Ezeugwu's research with stroke rehabilitation won him the Alberta Innovates Health Solutions Clinician Fellowship Award this past July. The Clinician Fellowship Award provides support to health professionals looking to take on or expand on clinical research pertaining to health issues in the community that need to be addressed. With stroke being at a high prevalence in Canada, Ezeugwu's research fit the bill.

"Aside from functionality issues, sitting for too long when you've experienced a stroke can also produce new adverse health issues, such as heart disease and unstable levels of blood glucose and insulin, which are risk factors for the recurrence of a stroke," he explains.

"We're trying to get people to make that transition from sitting to standing and taking steps.
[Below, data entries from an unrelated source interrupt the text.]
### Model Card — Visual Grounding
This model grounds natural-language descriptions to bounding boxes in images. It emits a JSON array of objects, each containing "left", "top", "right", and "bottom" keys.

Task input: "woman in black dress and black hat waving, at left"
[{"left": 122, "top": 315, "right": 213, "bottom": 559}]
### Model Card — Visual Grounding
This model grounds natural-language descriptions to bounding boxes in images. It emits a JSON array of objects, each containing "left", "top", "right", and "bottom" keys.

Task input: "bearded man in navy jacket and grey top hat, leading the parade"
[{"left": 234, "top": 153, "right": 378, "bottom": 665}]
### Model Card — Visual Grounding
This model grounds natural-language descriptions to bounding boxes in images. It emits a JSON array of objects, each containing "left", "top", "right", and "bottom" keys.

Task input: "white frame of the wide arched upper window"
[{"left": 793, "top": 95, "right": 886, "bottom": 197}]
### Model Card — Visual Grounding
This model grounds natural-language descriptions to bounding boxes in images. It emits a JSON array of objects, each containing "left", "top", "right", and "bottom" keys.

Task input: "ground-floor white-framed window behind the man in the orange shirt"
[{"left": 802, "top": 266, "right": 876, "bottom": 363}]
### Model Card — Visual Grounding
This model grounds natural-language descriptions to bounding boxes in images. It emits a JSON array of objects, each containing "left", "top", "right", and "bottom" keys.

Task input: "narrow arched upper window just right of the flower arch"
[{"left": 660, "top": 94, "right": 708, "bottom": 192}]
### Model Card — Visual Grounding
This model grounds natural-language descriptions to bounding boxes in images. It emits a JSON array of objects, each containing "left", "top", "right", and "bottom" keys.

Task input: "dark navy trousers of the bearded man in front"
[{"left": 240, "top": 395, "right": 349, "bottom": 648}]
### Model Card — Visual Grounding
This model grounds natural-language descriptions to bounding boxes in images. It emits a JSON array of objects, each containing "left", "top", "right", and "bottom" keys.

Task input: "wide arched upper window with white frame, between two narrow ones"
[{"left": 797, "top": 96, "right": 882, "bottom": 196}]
We want them to become confident that they can actually reduce the amount of time spent being sedentary."

The study is an important milestone in Ezeugwu's career, and he has no plans of slowing down when it comes to his research.

"The research we are doing now is with a single group and we are looking at feasibility. The next stage will be a control group. The hope is to compare the outcomes to get the best results possible."

And when it comes to his career goals? There's no stopping him there, either.

"I'm going to be completing a post-doctoral program after I'm done with my rehabilitation science degree. My career path is extending toward becoming a clinician-scientist. It's exciting," he smiles.

But before he can move on to bigger plans, Ezeugwu is focusing on making sure his study is successful. Winning the AIHS award is definitely a step in the right direction.

"I'm grateful to have gotten this award, because it will really help with my research and moving it forward," he says. "I encourage all research students to get out there and apply for awards like this, because it really does make a difference.

There are a lot of opportunities out there. So don't give up."